Conclusion: The current research helps to reveal a potentially important endogenous protective mechanism that could serve as a novel therapeutic target against VIDD.

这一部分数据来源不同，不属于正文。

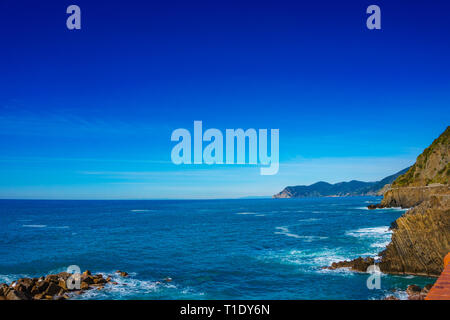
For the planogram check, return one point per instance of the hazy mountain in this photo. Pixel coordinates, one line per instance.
(351, 188)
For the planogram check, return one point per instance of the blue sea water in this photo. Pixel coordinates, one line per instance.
(211, 249)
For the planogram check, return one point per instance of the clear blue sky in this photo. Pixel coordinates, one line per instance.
(88, 114)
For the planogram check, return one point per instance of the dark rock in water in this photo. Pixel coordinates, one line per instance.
(391, 298)
(375, 206)
(122, 273)
(359, 264)
(87, 273)
(426, 289)
(413, 289)
(51, 287)
(420, 239)
(12, 294)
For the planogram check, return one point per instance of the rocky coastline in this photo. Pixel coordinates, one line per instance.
(54, 286)
(421, 236)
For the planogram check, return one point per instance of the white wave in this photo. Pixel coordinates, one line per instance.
(379, 237)
(34, 226)
(309, 220)
(285, 231)
(370, 232)
(9, 278)
(307, 260)
(132, 287)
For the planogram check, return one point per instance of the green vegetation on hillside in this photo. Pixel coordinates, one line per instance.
(432, 166)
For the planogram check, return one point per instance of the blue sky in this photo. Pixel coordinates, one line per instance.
(88, 114)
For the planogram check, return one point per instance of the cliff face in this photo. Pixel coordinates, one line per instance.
(341, 189)
(421, 236)
(407, 197)
(420, 239)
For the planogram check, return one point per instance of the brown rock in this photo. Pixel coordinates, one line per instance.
(16, 295)
(426, 289)
(39, 287)
(391, 298)
(87, 279)
(99, 281)
(64, 276)
(3, 288)
(413, 289)
(25, 285)
(416, 297)
(87, 273)
(53, 289)
(52, 278)
(420, 239)
(38, 296)
(63, 284)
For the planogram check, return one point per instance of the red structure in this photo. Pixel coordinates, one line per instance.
(441, 289)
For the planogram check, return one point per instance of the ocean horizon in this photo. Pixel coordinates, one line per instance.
(203, 249)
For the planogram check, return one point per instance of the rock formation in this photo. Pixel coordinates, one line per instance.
(420, 239)
(421, 236)
(341, 189)
(51, 287)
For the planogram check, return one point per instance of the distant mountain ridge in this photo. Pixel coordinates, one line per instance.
(340, 189)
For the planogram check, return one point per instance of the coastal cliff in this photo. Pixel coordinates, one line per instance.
(421, 236)
(340, 189)
(420, 239)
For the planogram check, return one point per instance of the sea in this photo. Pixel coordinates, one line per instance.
(203, 249)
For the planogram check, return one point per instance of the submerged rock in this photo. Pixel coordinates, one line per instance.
(359, 264)
(50, 287)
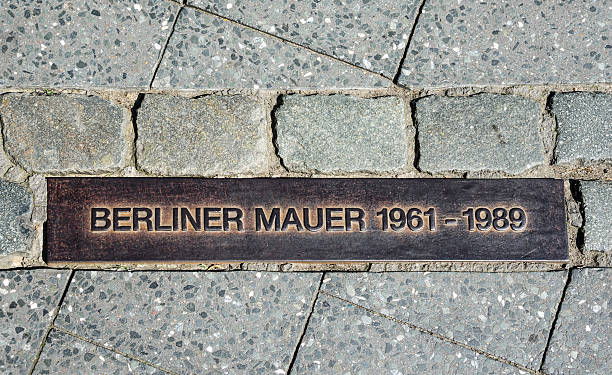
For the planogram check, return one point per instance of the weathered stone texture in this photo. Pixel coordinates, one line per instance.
(65, 133)
(205, 136)
(597, 197)
(480, 132)
(581, 342)
(584, 126)
(15, 210)
(341, 133)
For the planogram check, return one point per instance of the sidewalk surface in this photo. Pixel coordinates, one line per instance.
(348, 88)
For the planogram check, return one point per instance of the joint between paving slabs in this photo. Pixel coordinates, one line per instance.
(436, 335)
(55, 313)
(312, 307)
(554, 322)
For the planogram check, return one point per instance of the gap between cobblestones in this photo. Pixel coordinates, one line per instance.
(436, 335)
(568, 279)
(312, 307)
(55, 313)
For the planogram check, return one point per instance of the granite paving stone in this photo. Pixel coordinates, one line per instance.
(91, 43)
(205, 136)
(370, 34)
(344, 339)
(497, 42)
(584, 126)
(15, 210)
(193, 322)
(341, 133)
(480, 132)
(581, 342)
(597, 199)
(65, 133)
(64, 354)
(509, 315)
(208, 52)
(27, 301)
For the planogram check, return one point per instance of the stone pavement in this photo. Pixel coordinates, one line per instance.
(355, 88)
(62, 321)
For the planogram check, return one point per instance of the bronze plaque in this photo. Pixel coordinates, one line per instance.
(304, 220)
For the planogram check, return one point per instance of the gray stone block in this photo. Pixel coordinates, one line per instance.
(65, 133)
(480, 132)
(509, 315)
(581, 343)
(64, 354)
(341, 133)
(206, 136)
(91, 43)
(27, 302)
(584, 126)
(194, 322)
(15, 210)
(211, 53)
(370, 34)
(344, 339)
(499, 43)
(597, 199)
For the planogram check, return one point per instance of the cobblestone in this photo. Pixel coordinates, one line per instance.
(481, 132)
(597, 197)
(15, 210)
(341, 133)
(205, 136)
(65, 133)
(584, 128)
(92, 43)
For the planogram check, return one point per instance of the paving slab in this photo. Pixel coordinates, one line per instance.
(370, 34)
(581, 342)
(64, 354)
(597, 199)
(341, 133)
(92, 43)
(205, 136)
(344, 339)
(15, 210)
(584, 126)
(193, 322)
(65, 133)
(208, 52)
(495, 43)
(28, 299)
(479, 132)
(509, 315)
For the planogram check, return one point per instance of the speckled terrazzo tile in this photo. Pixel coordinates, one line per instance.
(498, 42)
(508, 314)
(344, 339)
(27, 301)
(193, 322)
(581, 342)
(64, 354)
(92, 43)
(370, 34)
(208, 52)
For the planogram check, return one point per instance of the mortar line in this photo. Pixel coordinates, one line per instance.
(437, 335)
(401, 62)
(554, 322)
(312, 306)
(55, 314)
(114, 350)
(163, 52)
(287, 41)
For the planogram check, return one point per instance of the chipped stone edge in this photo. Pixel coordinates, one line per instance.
(578, 170)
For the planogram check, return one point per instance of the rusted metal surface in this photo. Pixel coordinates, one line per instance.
(304, 220)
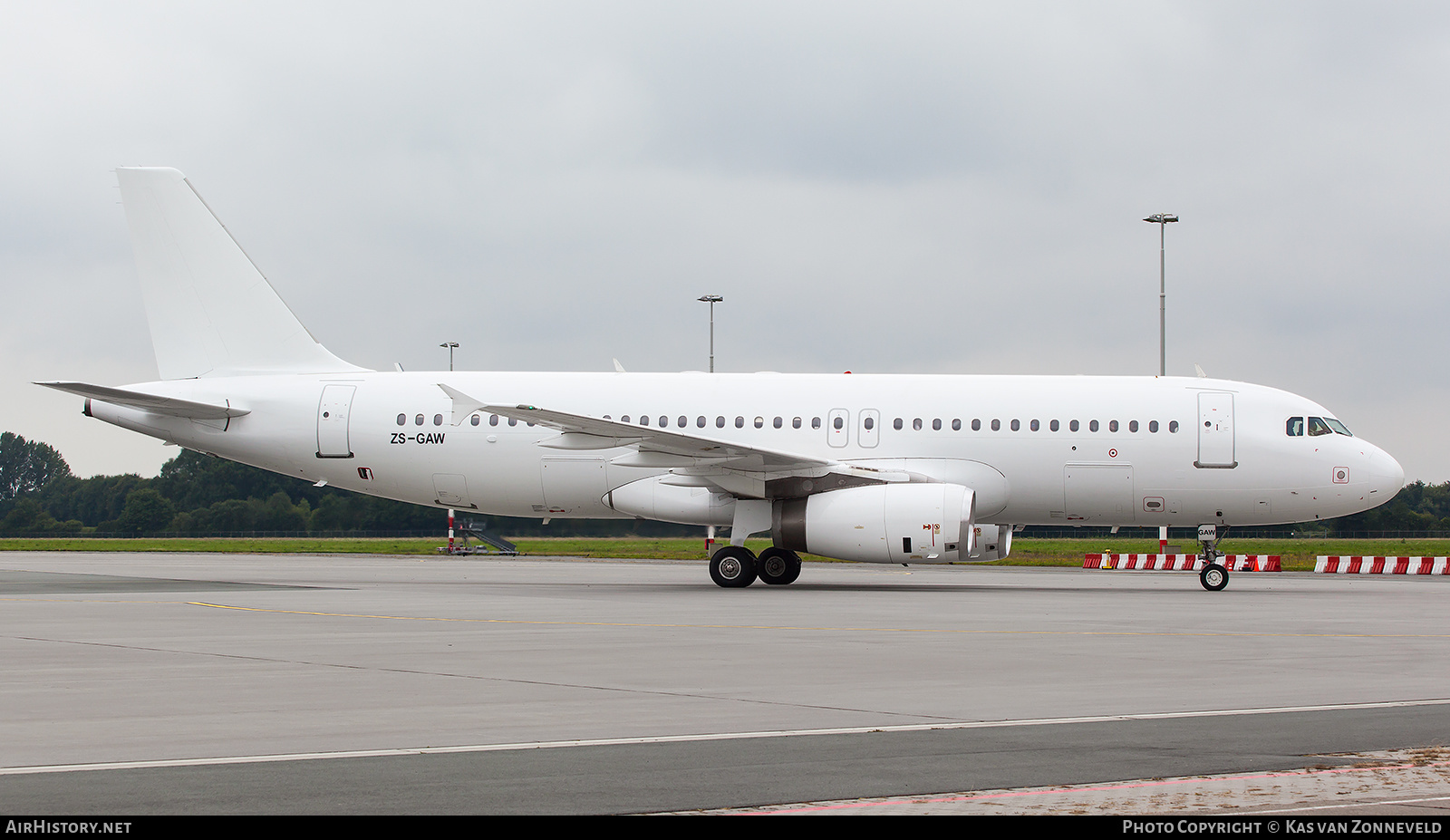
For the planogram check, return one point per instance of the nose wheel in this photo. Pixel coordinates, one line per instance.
(1214, 576)
(732, 567)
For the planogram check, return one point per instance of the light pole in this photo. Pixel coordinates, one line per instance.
(712, 301)
(1162, 221)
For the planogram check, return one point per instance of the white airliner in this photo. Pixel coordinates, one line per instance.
(879, 468)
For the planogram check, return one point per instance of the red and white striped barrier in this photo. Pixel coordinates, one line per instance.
(1340, 565)
(1179, 562)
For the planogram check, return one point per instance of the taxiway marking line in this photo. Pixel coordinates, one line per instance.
(698, 738)
(1109, 788)
(946, 630)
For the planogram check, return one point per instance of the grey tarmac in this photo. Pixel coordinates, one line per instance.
(208, 683)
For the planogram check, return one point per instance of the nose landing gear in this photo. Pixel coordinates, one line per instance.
(1215, 574)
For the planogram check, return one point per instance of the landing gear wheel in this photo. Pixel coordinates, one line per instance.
(732, 567)
(1214, 576)
(779, 566)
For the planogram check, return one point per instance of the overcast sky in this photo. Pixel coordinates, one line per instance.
(939, 188)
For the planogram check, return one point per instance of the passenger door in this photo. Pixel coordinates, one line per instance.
(334, 410)
(1215, 430)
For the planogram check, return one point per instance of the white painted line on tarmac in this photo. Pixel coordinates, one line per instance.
(702, 738)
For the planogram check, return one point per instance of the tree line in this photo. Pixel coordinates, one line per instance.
(207, 495)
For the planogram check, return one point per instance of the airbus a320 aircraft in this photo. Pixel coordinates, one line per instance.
(879, 468)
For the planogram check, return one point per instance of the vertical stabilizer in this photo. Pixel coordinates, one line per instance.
(210, 311)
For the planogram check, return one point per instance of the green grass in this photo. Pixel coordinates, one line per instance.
(1298, 555)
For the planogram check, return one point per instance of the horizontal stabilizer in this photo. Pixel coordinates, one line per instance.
(167, 405)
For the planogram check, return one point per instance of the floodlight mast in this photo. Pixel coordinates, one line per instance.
(712, 301)
(1162, 221)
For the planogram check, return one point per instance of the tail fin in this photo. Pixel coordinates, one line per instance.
(210, 311)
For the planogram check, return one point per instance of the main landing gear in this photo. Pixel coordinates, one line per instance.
(736, 566)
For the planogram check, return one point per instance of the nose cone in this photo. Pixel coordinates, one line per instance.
(1385, 476)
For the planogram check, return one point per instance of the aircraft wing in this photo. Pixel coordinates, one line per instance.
(657, 447)
(692, 459)
(164, 405)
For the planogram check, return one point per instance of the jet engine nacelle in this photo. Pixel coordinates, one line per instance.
(992, 543)
(881, 524)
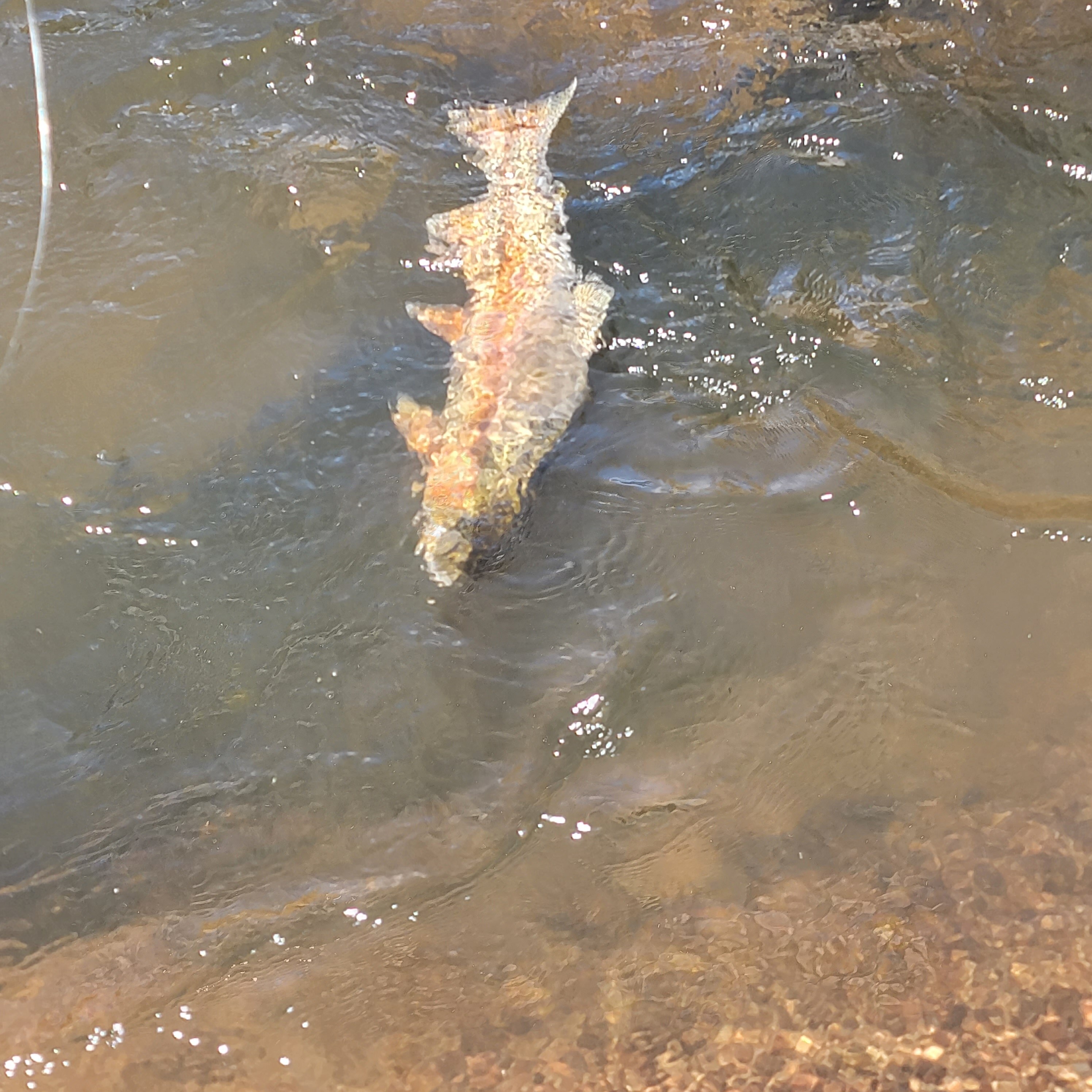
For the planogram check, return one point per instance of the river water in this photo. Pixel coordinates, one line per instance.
(817, 553)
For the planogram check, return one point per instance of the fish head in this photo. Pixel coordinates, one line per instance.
(445, 551)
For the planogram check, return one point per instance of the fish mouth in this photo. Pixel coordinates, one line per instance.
(445, 552)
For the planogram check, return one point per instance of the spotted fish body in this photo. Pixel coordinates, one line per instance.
(519, 346)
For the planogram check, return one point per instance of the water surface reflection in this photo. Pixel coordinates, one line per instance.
(851, 260)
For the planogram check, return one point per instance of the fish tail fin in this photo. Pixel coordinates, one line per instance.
(504, 138)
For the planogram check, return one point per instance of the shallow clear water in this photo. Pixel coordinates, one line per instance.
(231, 700)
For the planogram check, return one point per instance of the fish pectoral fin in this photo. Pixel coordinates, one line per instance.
(447, 322)
(419, 425)
(591, 299)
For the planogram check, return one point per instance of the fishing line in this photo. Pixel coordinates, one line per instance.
(46, 158)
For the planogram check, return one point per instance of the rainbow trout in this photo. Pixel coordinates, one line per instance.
(519, 346)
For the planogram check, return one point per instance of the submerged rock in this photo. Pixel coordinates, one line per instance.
(519, 346)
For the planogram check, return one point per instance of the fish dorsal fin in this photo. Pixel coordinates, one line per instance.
(447, 322)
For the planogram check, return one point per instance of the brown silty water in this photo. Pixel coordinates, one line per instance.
(705, 781)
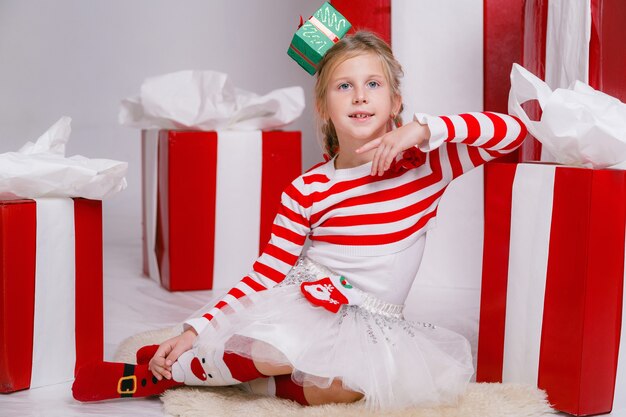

背景:在重症监护病房(ICU),机械通气(MV)是常用的挽救患者生命的手段。然而,呼吸机诱发的隔膜功能障碍(VIDD)会阻碍危重患者的脱机并恶化预后,从而使治疗复杂化。本研究的目的是确定参与内源性抗VIDD保护机制的潜在基因。方法:选取成年雄性家兔12只,在相同麻醉条件下分为MV组和对照组。采用免疫染色和定量形态测定法评估膈肌萎缩,采用RNA-seq法研究各组间的分子差异。此外,使用WGCNA分析核心模块和枢纽基因,随后通过将差异表达基因(deg)与WGCNA中的枢纽基因重叠,发现了共差异表达的枢纽基因。经western blotting (WB)和定量实时聚合酶链反应(qRT-PCR)验证所鉴定的基因。结果:成功建立VIDD模型后,MV组与对照组之间差异1276个deg。绿松石色和黄色模块被鉴定为核心模块,Trim63、Fbxo32、Uchl1、Tmprss13和Cst3被鉴定为5个共差异表达的枢纽基因。在排除这两个萎缩相关基因(Trim63和Fbxo32)后,其余3个基因/蛋白(Uchl1/ Uchl1、Tmprss13/ Tmprss13、Cst3/ Cst3)在MV组中表达水平显著升高(P < 0.05),提示膈肌功能障碍存在潜在的抗蛋白酶体、抗凋亡和抗自噬机制。结论:本研究有助于揭示一种潜在的重要内源性保护机制,该机制可能作为治疗VIDD的新靶点。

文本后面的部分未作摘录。